Just over a week ago, I picked up a 2006 revision 20" ACD. To go alongside it, I've installed a fresh copy of Tiger on my 17" MBP. I also put my 20" iMac G4 next to it. Not an Intel machine, but looks great next to it.

I've decided to make this a 2006/2007 only machine, making it a time capsule into what the Mac looked like during the early stages of the Intel transition. Other than TenFourFox Intel (of which I may end up compiling InterWeb for 10.4 Intel, either using the G5 or 10.6 codebase, if possible?), it's only running software that was out at the time, such as iLife/iWork '06, CS3 and FCS2.
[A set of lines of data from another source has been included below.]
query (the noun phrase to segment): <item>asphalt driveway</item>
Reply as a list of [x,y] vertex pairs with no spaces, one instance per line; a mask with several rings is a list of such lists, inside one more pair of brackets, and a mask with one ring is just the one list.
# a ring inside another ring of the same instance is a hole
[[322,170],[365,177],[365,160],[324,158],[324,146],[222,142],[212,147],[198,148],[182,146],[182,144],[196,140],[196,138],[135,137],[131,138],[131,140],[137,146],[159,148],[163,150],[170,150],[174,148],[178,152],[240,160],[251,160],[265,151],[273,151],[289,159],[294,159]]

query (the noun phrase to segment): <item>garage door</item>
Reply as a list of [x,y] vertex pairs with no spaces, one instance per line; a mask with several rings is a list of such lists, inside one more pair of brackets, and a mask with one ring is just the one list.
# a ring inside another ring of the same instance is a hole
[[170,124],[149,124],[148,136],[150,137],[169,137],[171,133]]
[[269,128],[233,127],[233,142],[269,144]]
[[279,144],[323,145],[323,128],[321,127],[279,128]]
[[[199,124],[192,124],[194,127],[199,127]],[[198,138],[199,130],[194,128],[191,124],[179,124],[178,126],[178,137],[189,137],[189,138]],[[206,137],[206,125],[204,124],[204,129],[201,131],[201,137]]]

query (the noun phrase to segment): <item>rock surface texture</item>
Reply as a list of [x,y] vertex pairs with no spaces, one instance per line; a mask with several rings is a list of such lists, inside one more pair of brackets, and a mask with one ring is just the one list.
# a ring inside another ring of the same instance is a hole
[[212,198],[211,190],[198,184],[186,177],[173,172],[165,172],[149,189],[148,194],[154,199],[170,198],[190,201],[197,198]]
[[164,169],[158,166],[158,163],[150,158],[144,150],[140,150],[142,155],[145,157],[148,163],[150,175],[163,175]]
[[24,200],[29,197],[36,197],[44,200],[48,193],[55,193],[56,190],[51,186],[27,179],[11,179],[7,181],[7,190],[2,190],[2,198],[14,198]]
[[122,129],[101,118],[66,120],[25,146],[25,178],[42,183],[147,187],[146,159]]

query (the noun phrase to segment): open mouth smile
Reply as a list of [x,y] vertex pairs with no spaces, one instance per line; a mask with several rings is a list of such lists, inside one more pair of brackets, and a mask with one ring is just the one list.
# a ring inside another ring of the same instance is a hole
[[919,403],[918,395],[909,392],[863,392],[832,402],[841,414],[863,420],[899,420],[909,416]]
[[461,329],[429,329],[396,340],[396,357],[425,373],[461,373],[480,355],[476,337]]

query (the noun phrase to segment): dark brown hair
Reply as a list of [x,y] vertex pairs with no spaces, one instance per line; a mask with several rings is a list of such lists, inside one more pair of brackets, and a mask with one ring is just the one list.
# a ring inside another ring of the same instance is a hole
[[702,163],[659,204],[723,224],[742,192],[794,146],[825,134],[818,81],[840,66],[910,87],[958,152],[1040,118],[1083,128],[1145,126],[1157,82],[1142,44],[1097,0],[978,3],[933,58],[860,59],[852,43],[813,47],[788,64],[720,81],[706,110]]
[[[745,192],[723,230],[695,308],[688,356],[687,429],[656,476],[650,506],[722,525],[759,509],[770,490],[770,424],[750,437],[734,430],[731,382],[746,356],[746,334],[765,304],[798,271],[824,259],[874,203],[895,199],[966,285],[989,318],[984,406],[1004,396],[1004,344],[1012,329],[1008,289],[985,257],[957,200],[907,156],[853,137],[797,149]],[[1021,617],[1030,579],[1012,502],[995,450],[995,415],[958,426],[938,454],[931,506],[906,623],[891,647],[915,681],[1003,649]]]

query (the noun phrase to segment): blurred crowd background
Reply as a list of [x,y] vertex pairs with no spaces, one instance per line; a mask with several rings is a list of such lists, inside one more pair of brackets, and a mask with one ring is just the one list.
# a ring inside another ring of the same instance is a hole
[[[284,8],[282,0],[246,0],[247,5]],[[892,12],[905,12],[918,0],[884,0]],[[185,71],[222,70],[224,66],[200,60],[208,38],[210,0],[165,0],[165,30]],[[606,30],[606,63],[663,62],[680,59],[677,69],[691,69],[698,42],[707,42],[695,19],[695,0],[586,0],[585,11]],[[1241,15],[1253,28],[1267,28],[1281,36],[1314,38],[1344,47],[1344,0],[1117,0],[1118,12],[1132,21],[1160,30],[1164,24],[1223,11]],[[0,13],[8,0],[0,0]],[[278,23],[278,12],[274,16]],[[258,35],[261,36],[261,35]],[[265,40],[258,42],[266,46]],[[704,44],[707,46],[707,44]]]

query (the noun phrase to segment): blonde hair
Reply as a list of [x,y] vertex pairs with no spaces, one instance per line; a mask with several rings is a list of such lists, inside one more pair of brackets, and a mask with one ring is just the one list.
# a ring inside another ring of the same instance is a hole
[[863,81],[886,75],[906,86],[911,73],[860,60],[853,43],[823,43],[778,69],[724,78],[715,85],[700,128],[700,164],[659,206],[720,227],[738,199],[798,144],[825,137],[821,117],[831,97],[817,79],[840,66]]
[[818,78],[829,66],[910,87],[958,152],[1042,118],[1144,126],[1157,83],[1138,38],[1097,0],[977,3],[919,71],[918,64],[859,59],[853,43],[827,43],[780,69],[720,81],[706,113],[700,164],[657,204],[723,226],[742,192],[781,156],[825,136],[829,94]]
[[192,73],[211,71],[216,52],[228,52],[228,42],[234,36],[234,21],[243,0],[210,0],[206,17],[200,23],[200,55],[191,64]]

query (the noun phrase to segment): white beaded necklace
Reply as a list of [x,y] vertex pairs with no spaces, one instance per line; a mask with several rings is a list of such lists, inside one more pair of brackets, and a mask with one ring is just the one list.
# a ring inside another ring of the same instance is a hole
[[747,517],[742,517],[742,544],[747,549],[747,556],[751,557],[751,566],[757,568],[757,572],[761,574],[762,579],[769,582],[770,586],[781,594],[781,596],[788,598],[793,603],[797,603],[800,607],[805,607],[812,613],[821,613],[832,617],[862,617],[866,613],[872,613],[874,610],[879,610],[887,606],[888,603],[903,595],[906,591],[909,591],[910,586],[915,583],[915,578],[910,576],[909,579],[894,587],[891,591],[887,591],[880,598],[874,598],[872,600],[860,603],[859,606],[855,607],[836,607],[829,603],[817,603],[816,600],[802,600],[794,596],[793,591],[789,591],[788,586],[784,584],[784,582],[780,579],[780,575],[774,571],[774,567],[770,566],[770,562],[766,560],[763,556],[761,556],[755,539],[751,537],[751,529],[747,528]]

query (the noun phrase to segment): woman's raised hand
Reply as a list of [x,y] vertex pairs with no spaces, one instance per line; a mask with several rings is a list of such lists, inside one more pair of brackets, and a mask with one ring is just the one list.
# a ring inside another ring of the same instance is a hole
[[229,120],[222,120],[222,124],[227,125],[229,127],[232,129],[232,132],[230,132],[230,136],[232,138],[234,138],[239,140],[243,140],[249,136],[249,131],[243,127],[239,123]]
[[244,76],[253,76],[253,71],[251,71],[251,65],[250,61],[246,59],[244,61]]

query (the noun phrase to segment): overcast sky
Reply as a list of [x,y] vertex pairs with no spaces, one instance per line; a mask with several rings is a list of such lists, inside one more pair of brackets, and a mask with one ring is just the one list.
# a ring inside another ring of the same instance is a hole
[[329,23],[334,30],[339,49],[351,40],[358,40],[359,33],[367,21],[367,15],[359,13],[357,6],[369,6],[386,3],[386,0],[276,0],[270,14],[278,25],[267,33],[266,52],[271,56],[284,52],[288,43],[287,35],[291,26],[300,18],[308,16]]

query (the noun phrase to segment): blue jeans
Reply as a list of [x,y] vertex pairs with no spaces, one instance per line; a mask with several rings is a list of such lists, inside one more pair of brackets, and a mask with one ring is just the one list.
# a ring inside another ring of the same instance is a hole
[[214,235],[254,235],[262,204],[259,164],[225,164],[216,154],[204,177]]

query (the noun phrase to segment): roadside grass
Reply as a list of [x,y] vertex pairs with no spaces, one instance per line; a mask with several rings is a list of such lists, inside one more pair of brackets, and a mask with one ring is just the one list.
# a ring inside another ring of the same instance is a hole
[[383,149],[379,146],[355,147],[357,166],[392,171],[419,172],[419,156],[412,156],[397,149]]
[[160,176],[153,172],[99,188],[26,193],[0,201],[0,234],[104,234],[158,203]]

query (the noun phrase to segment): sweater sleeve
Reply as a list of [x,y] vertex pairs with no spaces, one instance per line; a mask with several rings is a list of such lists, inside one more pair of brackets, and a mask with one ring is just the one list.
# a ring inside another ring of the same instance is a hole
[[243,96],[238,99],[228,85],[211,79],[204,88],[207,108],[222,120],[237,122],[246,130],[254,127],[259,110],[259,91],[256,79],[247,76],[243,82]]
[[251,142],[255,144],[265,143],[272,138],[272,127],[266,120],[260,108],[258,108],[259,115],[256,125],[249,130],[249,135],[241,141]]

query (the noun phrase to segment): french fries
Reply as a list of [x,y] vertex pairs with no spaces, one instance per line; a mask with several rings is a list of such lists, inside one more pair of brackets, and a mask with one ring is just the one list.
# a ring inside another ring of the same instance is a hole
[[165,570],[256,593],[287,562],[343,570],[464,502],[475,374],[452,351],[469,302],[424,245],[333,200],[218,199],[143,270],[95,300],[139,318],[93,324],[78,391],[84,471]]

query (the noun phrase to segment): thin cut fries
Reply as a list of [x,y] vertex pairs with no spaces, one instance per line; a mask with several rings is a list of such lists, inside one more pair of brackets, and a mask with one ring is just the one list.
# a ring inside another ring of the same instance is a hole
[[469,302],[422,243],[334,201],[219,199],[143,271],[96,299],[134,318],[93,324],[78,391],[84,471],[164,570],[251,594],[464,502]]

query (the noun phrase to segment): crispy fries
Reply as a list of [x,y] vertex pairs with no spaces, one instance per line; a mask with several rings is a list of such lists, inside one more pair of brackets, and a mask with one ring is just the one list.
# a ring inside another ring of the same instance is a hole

I also have my 2007 Mac mini sitting underneath the ACD to raise it up to my eye level, and have my 13" MBP underneath the 17". So that makes 4 Macs on this desk (excluding my rMBP).
 
I added High Sierra to my A1261 (this one is urbanologia, if you’re keeping up) using dosdude1’s patcher, because why not…

1686649504168.png


As a secondary OS on my early 2008 17-inch MacBook Pro (it’ll continue to be, principally, a 10.6.8 box), it handles pretty well, even with 6GB max RAM and a SATA-I bus for the SSD. Those rare moments when you’re pushing the system (like, simultaneously, having over 100 Firefox tabs open, installing something, letting mdworker finish indexing, etc.) aren’t really hangs, more like the ever-slightest of a hesitation before doing it without complaint.

Planned obsolescence my indigo denim jeans, pffff…

1686656074736.png



EDIT update: Signal runs just fine on 15-year-old hardware. Firefox runs just fine on 15-year-old hardware. Macports runs just fine on 15-year-old hardware. The current version of gqrx runs just fine on 15-year-old hardware. Rendering 8K video in DaVinci Resolve… look, c’mon. Maybe with a contemporary eGPU connected via the 1x lane ExpressCard port (hey, you never know…)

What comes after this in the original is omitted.